Kat sat stiffly opposite him. This close, the scent of smoke and faint wood-based perfume was stronger. He noticed the ear modifications, a small scar below one of her ears. He wondered why she didn’t just use healing magic. What was the point of mechanical modifications when you could have a cure? She caught him looking.
‘I was six when I was adopted. I chose not be healed. Nothing wrong with being different.’ A flicker of an emotion he didn’t quite understand washed over her face. It reminded him of the expression that Erin wore when another elf told her that the small amount of human genes she had made her inferior. It usually ended with Erin challenging them to a duel. She always won. A ghost of a smile crossed his features.
‘I want you to close your eyes and pay attention to the way your hands are feeling. Pay attention to the feel of the magic. Remember what they look like, where the power is located. Then imagine taking that into yourself, strand by strand.’
‘That’s too simple.’
He laughed. ‘You have not tried it yet.’ He picked up a bundle of white sage and lit it, dropping it into an earthenware bowl. ‘Try it.’
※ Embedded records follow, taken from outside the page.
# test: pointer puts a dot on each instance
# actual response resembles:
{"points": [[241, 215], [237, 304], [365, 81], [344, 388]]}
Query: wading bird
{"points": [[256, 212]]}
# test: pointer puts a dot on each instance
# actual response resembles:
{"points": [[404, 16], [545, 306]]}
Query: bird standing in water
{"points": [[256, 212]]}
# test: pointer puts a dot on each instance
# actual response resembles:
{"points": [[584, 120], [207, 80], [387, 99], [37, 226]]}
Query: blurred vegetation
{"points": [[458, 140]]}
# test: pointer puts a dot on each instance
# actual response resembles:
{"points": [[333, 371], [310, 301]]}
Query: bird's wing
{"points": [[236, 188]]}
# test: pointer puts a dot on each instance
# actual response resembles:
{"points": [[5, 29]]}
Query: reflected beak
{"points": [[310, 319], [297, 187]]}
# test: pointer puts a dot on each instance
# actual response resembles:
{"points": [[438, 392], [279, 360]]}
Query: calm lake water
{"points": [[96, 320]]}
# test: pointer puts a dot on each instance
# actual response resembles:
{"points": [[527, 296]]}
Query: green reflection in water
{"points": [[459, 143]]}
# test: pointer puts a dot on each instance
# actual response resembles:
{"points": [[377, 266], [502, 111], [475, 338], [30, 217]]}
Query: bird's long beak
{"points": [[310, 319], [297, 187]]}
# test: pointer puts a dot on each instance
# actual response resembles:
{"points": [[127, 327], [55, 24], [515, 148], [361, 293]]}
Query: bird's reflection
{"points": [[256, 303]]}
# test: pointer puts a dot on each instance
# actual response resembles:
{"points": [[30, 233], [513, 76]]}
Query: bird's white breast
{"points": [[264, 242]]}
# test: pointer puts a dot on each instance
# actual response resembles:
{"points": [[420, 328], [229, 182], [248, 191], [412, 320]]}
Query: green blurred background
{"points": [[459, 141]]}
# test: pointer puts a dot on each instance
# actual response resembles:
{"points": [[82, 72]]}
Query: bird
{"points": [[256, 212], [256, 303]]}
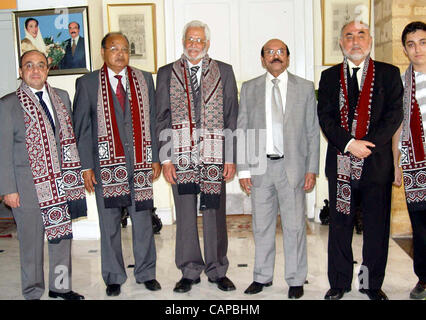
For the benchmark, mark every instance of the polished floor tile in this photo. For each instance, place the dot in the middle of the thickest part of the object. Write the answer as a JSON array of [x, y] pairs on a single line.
[[87, 279]]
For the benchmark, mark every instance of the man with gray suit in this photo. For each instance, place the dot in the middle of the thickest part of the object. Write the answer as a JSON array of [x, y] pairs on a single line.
[[279, 149], [114, 111], [197, 106], [40, 177]]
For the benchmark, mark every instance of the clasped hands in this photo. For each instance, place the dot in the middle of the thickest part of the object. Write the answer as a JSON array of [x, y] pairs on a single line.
[[90, 180], [169, 172]]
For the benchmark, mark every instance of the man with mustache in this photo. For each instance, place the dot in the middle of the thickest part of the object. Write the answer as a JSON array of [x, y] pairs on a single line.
[[114, 120], [359, 110], [197, 105], [40, 176], [75, 53], [284, 106]]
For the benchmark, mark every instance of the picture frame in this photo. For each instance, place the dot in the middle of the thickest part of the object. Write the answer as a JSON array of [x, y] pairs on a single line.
[[49, 31], [137, 21], [335, 13]]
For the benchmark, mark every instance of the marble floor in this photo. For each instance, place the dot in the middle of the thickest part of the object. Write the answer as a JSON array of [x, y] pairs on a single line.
[[87, 279]]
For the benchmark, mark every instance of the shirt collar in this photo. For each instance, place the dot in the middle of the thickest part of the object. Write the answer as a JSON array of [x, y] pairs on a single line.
[[43, 89], [352, 65], [282, 77], [111, 73]]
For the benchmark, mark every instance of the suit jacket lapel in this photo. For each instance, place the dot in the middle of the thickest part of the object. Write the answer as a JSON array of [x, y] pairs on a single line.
[[260, 96], [291, 97]]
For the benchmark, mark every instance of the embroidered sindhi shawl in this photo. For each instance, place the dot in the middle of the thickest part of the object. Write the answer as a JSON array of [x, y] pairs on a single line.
[[57, 177], [114, 175], [198, 154], [349, 167], [413, 146]]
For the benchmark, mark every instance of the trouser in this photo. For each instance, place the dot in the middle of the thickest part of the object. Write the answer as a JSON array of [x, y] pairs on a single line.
[[418, 224], [272, 196], [375, 206], [144, 252], [30, 230], [188, 255]]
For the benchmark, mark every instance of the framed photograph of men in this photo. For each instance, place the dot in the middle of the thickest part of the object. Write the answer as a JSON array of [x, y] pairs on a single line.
[[137, 23], [61, 34], [335, 14]]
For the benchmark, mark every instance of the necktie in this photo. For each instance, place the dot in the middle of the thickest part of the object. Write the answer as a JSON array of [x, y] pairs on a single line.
[[46, 109], [355, 83], [120, 93], [277, 119], [194, 79], [73, 47]]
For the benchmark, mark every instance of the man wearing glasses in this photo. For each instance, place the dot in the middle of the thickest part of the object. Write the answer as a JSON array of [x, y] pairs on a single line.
[[196, 102], [114, 110], [278, 108], [40, 177]]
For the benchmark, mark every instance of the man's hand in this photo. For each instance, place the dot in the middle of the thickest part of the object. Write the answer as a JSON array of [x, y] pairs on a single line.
[[310, 179], [229, 171], [156, 170], [246, 185], [89, 180], [360, 148], [169, 172], [398, 176], [12, 200]]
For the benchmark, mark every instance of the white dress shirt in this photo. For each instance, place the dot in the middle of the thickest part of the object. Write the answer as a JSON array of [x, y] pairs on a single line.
[[282, 84], [46, 99]]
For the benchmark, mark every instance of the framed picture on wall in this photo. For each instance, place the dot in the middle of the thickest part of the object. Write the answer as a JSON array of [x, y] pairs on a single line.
[[137, 22], [61, 34], [335, 13]]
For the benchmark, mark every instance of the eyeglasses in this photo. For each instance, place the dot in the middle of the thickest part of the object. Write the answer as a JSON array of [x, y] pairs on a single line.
[[195, 40], [32, 66], [116, 50], [271, 52]]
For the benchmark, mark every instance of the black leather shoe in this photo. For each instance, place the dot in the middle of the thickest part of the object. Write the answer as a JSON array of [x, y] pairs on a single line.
[[70, 295], [223, 284], [257, 287], [295, 292], [152, 285], [185, 285], [335, 294], [113, 290], [374, 294]]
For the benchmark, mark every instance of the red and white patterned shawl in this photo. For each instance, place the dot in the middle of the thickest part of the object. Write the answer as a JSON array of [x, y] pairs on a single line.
[[198, 154], [114, 175], [57, 177], [350, 167], [413, 160]]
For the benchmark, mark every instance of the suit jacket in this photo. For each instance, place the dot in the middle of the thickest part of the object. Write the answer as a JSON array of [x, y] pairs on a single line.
[[386, 116], [86, 122], [301, 130], [78, 60], [230, 108], [15, 170]]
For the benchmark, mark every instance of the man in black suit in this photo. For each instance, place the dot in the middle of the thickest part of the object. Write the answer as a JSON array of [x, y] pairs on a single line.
[[359, 112], [75, 55]]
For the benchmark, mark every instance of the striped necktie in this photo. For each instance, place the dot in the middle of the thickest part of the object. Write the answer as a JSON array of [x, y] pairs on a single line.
[[46, 109], [194, 79]]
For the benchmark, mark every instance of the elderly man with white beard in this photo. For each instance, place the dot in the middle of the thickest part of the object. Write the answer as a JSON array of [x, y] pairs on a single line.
[[359, 110], [197, 94]]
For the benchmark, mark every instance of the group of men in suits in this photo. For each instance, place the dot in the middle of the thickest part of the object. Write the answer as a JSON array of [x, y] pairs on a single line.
[[122, 133]]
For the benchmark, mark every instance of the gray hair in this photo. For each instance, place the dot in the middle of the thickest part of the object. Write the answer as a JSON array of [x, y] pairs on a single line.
[[196, 24], [365, 25]]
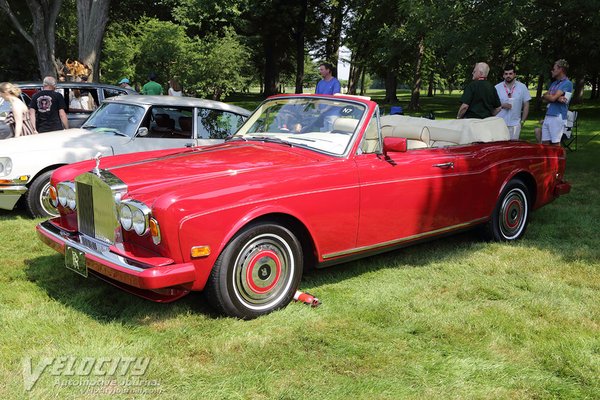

The sage filled the air with its cleansing herbal scent. The witch closed her eyes, and he opened his third eye, noting her confused aura, taking a closer look at the circulatory strands of silver radiating out from her centre. For the first time, he noticed how they connected to her heart, rather than her lungs, as Unseelie strands were. Curious. As she breathed deeper, concentrating, the silver pulsed, two wisps rushing down to meet the blue electricity on her palms.
Fascinated, he saw the silver wrap around the blue, coating the magic, and dragging them back into her skin. His third eye snapped shut, aware of being watched.
‘Did it work?’ she looked down at her hands. ‘How is that even possible?’
He frowned. There was something even stranger afoot than he thought, but he couldn’t explain it. ‘I am not rightly sure.’ He still needed the Unseelie, but maybe she wasn’t –
‘Look. Thanks. I’ll help. Just let me go back first, there’s a few things I need to do.’
For once, Dylan was taken aback. ‘Of course.’ Was it normal for human witches to behave in this way?
‘Do you have a pair of gloves I can borrow?’ she stood up, a little too close, and he looked up straight into her eyes.
She looked right back, not looking away, as most did. His eyebrow raised. This witch was intriguing.
‘No need.’ He held out his hand. Once again a spark of static raised the hair on his arm, but it was manageable this time.
*****
They landed in the dark, a thick mist pooling through the cobbled streets of Bloomsbury. The moon was waxing gibbous, the day before the full moon. Dylan once again felt the strange unbalance in the centre of his body, a shift, as if the gravity of the world would release its hold.
‘There’s something -’ Kat said behind him. He felt it slide over his skin too, prickling, wrong. Something else – a sense of being watched. An expectant, full silence, in a busy part of London. Pushing back into the shadows, he squeezed Kat’s hand. He decided not to take out his saber, but instead reached for the silver knife from his belt.
A scent of heavy musk passed in front of the alley where they hid. It was just as well they were downwind, and that the stink of the bins in front of them were masking their scents. A wind slid down the alley. Dylan froze. A ripping noise. An oily slither of magic wrongness oozed over Dylan once again, and he shuddered.
The sense of watchfulness receded, and the musk disappeared. Relief crashed into him. He squeezed Kat’s hand again, telling her that it was safe to move. Moving out from the darkness of the alley, he looked back over his shoulder, and stopped short.
A crack – a gash between worlds – gaped in middle of the street. It was large – human height – and the late afternoon sunlight of Faery shone through onto the pavement. Not possible. Kat, just as astonished, reached out as if to touch it, but he pulled her hand back.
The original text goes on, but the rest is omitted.